Un autre quartz hydrothermal du Massif Central a eu son heure de gloire : le quartz de Saint-Paul-la-Roche. Saint-Paul-La-Roche est un village de Dordogne, tout près de la Haute-Vienne et de la Corrèze. Un filon de quartz, plus une ellipse allongée qu'un filon type Roche d'Agoux, y est connu depuis toujours sous le nom de « la Roche Blanche », colline rocheuse dominant les environs d'une trentaine de mètres. Cette Roche Blanche est faite d'un quartz très pur. Ce quartz a été exploité en carrière dès le début du XXe siècle, pour l'industrie de la porcelaine. On n'est pas loin de Limoges, et en plus de 50 % de kaolin (Les pegmatites et le kaolin de Marcognac, Saint-Yrieix-la-Perche (Haute-Vienne), matières premières historiques de la porcelaine de Limoges) et de 25 % de feldspath (Les pegmatites du Limousin : d'anciens gisements exploités pour l'industrie électrique, les porcelaines et autres céramiques, la verrerie… et des curiosités géologiques) il faut 25 % de quartz pur pour faire de la porcelaine. Puis, la pureté de ce quartz le fit remarquer par l'industrie du silicium, et par les “verriers” spécialisés dans l'optique de qualité… La NASA en a utilisé pour l'optique de certains de ses satellites. De nombreux cristaux “classiques” furent trouvés pendant toute la durée de l'exploitation. L'exploitation est restée artisanale (jamais plus de 6 ouvriers). La Roche Blanche ayant été totalement arrasée et étant remplacée par une dépression, le filon ne se poursuivant pas avec cette épaisseur en profondeur, la carrière a cessé son activité en 1996.
Le quartz de Saint-Paul-la-Roche a été mondialement célèbre dans le monde de la minéralogie (mais hélas cette célébrité n'a pas touché les autorités [in]compétentes des années 1990) pour deux caractéristiques.
- En 1975, l'agrandissement de la carrière a dégagé une pyramide géante de quartz (4 m de haut, 20 tonnes).
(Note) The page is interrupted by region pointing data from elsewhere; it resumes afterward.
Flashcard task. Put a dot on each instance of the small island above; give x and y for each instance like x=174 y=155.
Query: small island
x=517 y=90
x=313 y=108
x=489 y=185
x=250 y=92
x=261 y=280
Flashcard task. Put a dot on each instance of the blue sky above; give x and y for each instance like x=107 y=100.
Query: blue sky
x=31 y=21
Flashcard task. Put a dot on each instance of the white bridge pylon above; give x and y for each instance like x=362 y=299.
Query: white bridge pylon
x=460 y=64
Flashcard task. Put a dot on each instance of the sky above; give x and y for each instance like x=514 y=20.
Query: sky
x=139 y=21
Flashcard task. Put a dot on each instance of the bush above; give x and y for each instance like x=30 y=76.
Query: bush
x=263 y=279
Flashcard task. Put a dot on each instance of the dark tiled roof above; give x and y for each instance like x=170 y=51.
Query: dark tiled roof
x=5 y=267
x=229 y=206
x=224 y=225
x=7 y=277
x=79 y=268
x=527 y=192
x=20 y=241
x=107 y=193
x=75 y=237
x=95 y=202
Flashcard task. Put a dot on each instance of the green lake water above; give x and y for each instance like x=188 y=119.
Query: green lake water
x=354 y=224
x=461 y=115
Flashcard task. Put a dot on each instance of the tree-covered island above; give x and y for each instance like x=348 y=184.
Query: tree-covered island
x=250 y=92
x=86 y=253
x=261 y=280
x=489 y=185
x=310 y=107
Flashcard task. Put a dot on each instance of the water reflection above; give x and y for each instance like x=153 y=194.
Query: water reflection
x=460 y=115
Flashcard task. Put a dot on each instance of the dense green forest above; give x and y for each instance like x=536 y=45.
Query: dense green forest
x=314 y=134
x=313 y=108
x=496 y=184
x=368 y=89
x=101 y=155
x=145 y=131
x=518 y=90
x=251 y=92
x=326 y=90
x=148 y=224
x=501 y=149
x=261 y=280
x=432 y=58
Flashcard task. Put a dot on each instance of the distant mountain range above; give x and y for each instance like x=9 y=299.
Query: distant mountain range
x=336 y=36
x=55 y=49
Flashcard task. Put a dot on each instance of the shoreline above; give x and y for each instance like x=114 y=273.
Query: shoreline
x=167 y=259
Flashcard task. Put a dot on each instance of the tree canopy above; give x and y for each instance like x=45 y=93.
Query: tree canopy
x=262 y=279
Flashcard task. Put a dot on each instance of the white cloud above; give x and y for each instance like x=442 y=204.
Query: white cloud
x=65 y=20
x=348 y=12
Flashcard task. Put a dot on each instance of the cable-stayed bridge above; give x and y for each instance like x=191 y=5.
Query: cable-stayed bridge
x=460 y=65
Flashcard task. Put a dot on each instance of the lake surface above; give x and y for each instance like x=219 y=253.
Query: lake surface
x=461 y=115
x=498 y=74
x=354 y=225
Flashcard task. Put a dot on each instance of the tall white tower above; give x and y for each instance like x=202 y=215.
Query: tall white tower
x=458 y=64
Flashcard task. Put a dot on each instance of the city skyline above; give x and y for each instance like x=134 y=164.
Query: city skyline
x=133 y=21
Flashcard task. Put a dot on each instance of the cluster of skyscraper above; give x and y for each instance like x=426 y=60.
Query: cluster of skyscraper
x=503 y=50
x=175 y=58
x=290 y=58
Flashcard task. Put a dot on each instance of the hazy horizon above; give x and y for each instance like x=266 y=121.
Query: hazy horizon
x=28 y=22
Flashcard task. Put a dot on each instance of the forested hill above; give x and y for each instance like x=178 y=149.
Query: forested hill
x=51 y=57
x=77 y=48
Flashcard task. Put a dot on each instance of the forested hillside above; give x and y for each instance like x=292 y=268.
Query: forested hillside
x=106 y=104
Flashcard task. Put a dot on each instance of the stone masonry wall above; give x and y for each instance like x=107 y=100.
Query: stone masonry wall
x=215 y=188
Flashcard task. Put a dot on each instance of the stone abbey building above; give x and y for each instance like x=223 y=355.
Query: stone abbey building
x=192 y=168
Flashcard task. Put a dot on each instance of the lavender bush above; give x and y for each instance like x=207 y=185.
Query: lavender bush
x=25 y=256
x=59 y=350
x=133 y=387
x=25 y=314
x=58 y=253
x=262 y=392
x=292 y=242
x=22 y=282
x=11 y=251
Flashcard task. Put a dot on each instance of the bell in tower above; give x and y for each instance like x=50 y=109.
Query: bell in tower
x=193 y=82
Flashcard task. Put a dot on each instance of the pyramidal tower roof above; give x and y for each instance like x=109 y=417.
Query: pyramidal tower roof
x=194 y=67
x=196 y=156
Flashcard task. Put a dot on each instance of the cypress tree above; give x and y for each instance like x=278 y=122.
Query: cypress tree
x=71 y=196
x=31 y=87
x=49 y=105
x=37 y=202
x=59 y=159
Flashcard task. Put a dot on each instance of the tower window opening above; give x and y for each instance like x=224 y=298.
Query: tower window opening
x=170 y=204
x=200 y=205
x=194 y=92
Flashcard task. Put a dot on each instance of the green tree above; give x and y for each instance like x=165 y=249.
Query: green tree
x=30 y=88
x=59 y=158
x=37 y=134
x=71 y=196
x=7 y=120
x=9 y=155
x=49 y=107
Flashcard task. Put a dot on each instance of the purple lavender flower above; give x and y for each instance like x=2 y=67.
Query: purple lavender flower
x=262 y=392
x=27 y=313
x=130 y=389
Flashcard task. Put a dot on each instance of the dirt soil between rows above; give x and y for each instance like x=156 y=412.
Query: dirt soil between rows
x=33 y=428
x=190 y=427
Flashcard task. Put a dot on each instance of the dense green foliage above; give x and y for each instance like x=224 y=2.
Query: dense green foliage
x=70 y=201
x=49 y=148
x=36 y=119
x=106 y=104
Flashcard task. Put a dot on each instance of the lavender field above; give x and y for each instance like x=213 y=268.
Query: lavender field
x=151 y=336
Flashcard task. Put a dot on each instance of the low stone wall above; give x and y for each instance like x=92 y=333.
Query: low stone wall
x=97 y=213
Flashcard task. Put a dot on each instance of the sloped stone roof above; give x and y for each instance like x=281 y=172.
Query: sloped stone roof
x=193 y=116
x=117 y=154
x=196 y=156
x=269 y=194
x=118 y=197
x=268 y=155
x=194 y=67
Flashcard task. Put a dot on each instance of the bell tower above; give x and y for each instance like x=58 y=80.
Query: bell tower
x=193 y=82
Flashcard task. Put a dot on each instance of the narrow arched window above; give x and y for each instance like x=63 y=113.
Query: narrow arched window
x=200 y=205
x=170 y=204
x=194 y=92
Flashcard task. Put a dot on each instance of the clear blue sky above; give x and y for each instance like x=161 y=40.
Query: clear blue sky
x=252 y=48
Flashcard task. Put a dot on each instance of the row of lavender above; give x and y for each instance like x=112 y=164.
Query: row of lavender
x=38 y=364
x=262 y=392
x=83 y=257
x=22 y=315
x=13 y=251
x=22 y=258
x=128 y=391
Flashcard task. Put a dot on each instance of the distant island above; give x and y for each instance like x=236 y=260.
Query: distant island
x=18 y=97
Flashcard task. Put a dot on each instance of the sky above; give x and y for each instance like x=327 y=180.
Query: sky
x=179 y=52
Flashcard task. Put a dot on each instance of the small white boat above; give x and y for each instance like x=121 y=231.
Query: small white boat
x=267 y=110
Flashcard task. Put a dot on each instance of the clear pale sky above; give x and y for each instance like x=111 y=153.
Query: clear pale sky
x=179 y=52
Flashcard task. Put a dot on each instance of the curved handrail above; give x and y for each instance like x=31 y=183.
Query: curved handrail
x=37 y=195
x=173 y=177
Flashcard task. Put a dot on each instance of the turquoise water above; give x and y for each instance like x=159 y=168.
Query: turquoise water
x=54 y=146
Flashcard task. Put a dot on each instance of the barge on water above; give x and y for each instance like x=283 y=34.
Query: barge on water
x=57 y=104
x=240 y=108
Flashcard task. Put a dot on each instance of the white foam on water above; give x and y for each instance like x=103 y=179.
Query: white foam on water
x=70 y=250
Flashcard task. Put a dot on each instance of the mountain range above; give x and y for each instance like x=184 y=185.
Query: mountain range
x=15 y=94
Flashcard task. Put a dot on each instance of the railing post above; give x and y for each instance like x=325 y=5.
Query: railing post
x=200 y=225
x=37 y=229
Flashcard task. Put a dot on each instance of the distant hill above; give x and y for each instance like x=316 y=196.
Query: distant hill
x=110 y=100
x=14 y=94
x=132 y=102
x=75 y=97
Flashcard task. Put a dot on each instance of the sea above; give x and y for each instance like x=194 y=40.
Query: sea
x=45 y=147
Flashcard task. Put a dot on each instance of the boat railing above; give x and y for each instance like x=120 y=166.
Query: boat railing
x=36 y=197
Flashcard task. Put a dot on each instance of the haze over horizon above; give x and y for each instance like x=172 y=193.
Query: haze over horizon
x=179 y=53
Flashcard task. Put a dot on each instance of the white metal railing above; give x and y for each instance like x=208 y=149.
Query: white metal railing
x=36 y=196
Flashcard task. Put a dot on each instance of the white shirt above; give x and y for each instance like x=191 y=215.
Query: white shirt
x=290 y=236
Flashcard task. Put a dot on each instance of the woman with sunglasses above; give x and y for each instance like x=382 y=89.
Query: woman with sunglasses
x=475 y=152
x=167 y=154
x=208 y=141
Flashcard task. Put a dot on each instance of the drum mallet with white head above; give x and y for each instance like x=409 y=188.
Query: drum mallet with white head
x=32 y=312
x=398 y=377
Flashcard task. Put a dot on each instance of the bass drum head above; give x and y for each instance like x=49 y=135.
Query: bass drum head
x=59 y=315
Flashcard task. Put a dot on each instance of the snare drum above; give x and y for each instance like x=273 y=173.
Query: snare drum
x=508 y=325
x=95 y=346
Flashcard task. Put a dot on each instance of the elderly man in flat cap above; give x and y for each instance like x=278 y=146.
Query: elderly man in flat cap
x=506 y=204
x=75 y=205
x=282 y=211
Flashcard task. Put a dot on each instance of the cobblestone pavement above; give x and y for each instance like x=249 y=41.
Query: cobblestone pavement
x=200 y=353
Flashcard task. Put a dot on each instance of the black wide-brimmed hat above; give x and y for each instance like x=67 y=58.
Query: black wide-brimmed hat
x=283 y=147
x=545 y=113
Ce quartz géant n'existe plus (dynamité en 1990).
- Le quartz de cette carrière est clivé, ce qui est rarissime, le quartz se caractérisant en général par son absence de clivage.
En plus de ce quartz géant, cette carrière a une particularité exceptionnelle : son quartz y est clivé. D'après mes souvenirs (et les échantillons que j'ai ramenés), il y a au moins trois directions de clivages qui découpent ce quartz en lames, en parallélépipèdes, en rhomboèdres… L'origine de ces clivages n'est pas claire. Ces clivages furent un temps reliés à l'impact de Rochechouart (à 40 km au Nord-Nord-Ouest, cf. À la rencontre de l'astroblème de Rochechouart–Chassenon). Ils sont maintenant attribués à une mise en place de cette masse de quartz pendant un régime particulier de contraintes. Mais pourquoi est-ce si rare alors que la mise en place de filons de quartz sous contrainte n'a rien d'exceptionnel ?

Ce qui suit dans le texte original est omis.